America’s relationship with Egypt took off in the late 1970s, in the wake of the Yom Kippur War, when President Anwar Sadat cut off ties with his Soviet suppliers and—still needing the support of some superpower—switched to the West’s agenda, even going so far as to sign a peace treaty with Israel (a move that may have got him assassinated). Egypt soon became the second-largest recipient of U.S. military aid (topped only by Israel), one result of which was the tight relationship between U.S. and Egyptian military officers, which continues to this day.

However, because the Cold War is over, very different dynamics drive the politics of the Middle East, and while relations with the United States are an important factor in Egyptian politics, they are far from the only factor, not even in strictly monetary terms. Within days of President Morsi’s ouster, the crowned heads of Saudi Arabia, Kuwait, and the United Arab Emirates—the leaders of the region’s anti-Islamist alliance—agreed to give Egypt a total of $12 billion in grants and loans (eight times the amount of U.S. aid this year).

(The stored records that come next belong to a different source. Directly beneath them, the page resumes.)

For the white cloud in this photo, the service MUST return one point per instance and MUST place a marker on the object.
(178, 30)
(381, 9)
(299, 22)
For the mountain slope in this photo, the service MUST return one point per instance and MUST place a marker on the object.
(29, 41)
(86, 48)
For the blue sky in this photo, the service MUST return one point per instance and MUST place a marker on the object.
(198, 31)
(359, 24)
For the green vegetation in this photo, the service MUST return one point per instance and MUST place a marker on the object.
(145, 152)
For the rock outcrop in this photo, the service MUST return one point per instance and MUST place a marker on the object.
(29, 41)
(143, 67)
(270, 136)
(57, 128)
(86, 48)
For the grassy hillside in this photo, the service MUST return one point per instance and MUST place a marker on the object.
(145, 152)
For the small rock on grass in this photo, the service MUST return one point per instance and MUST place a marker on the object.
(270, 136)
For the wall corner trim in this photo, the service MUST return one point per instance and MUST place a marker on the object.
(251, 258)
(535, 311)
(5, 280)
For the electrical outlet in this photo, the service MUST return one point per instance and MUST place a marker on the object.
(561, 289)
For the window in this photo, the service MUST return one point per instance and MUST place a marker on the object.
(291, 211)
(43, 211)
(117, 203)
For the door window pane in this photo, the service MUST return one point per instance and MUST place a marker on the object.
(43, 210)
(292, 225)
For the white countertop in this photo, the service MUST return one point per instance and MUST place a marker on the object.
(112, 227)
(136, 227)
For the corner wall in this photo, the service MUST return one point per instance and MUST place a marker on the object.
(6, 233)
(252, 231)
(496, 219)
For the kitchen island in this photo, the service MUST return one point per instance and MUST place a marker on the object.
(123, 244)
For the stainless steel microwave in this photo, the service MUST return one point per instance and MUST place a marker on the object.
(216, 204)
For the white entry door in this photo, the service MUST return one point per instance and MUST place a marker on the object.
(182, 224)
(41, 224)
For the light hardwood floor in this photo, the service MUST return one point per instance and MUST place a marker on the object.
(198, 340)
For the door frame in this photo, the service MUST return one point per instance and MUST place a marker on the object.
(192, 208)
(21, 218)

This points to the fallacy of McCain’s thinking in particular. If the United States pulled its aid, it would be a hardship for Egypt, but it wouldn’t be disastrous. (A bit of awkwardness here is that U.S. law requires cutting off aid to any foreign government that takes power through a military coup. This is why the Obama administration has devised lots of ways to avoid calling Morsi’s ouster a “coup,” even though that clearly is what it was.)

The fact is, if Washington wants to maintain some influence in Cairo, if U.S. officials and generals and potential investors want someone in Egypt to pick up the phone when they call, they have to ante up.